788 Franklin Avenue, Crown Heights
“Was this that shady bodega?” my Crown Heights friend asked her roommate as she looked up at the glossy aquamarine paneling on the high ceilings at Glady’s. “Like, where they’d send a 7-year-old to the basement to get stuff for you?” Now, blond-wood floors match the communal tables, which are lined with metal chairs painted a distressed teal. Neatly piled firewood, ready for the wood-burning stove, gave a rustic feel to mod red shelving, and in the open kitchen one of the cooks—there were four or five of them, looking like a band of bearded brothers—seemed to be working over an open flame. All signs of the former occupant here at Franklin Avenue and Lincoln Place have been erased.

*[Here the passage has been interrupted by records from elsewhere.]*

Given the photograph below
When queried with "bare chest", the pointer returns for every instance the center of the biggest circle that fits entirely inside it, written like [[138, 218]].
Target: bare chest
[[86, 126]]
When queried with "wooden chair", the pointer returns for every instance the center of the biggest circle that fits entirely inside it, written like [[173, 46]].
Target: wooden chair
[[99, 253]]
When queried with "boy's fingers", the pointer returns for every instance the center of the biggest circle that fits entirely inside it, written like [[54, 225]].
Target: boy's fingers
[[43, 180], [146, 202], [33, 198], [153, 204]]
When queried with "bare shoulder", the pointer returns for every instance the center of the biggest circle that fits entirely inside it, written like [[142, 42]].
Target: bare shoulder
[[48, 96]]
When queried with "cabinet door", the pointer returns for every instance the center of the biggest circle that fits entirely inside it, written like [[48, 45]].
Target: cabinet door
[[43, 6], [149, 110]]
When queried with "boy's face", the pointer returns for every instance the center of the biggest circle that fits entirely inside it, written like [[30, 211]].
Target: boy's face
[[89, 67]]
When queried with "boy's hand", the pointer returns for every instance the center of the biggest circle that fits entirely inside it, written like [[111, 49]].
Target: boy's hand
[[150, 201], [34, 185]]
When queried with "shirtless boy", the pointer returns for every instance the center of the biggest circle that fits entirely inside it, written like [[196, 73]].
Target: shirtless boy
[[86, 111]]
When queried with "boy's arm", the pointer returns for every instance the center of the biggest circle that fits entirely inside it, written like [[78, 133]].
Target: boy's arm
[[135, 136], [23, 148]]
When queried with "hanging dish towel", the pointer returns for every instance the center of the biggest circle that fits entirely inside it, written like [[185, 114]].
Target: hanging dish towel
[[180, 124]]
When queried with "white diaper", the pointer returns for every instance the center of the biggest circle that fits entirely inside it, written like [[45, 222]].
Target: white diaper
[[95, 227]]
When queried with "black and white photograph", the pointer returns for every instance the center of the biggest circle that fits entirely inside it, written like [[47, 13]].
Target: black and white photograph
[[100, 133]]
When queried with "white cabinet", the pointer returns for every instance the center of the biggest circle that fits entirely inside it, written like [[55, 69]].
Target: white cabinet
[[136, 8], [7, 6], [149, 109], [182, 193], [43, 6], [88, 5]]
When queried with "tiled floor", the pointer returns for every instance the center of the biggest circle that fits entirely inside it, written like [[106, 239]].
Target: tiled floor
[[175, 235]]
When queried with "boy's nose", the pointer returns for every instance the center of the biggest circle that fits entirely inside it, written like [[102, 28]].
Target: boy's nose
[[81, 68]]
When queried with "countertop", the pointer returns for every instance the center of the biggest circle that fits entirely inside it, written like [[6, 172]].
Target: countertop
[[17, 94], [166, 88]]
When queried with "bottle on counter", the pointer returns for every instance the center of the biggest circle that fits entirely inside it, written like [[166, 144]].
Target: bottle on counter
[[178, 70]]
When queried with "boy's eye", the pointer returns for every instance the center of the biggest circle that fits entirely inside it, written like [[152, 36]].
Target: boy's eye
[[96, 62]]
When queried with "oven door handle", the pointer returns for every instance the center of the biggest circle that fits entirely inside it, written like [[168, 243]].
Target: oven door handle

In their place, a cheerful bartender poured summery cocktails and talked about the ingredients on the menu that were delivered via his girlfriend’s bicycle from a farm in North Brooklyn. The small-plates menu put an inspired spin on the early-summer CSA specialties. Dark pools of smoked whey—a yogurt-like cheese-making byproduct infused with smoldering flavor—enhanced a plate of lightly grilled garlic scapes, fermented garlic and richly fatty guanciale. Earthy sunchokes served several ways (raw, roasted and fried) paired well with piney rosemary and the succulent leaves of sweet-sour purslane. A bright and citrusy basil gimlet, made with fresh basil, gin, lemon and lime, tasted like springtime in a glass, and the Greenwich sour, a bourbon cocktail with lemon and Cointreau, was topped off with a summery and sparkling Lambrusco floater. We also sampled one of the house-bottled sodas, a deliciously boozy and herbaceous root beer, which may have been even more magical if we’d thought to pair it with the smoked maple ice cream—a deceptively simple, must-taste dessert that perfectly balanced sweetness and smokiness in every bite.
Though Glady’s bills itself as a sandwich shop, only one of the sandwiches we tried—the grilled truffled cheese with truffle butter and caramelized shallots—stood up to the drinks, snacks and that incredible ice cream. Though the Pollos Hermanos, a Buffalo-style pulled-chicken hero, was tasty, it seemed steeply priced at $12, especially since the sandwiches here don’t come with any sides. The Bubie, a standard combination of corned beef, sauerkraut, cheese and mustard, could’ve used a little something extra—perhaps a dash of the smoked whey that dotted the garlic scapes.
After dinner, as we walked down Crown Heights side streets, we paused to listen as one of the neighbors blasted slow jams at an impressively high volume into the warm summer night. The neighborhood might change, but it also stays the same.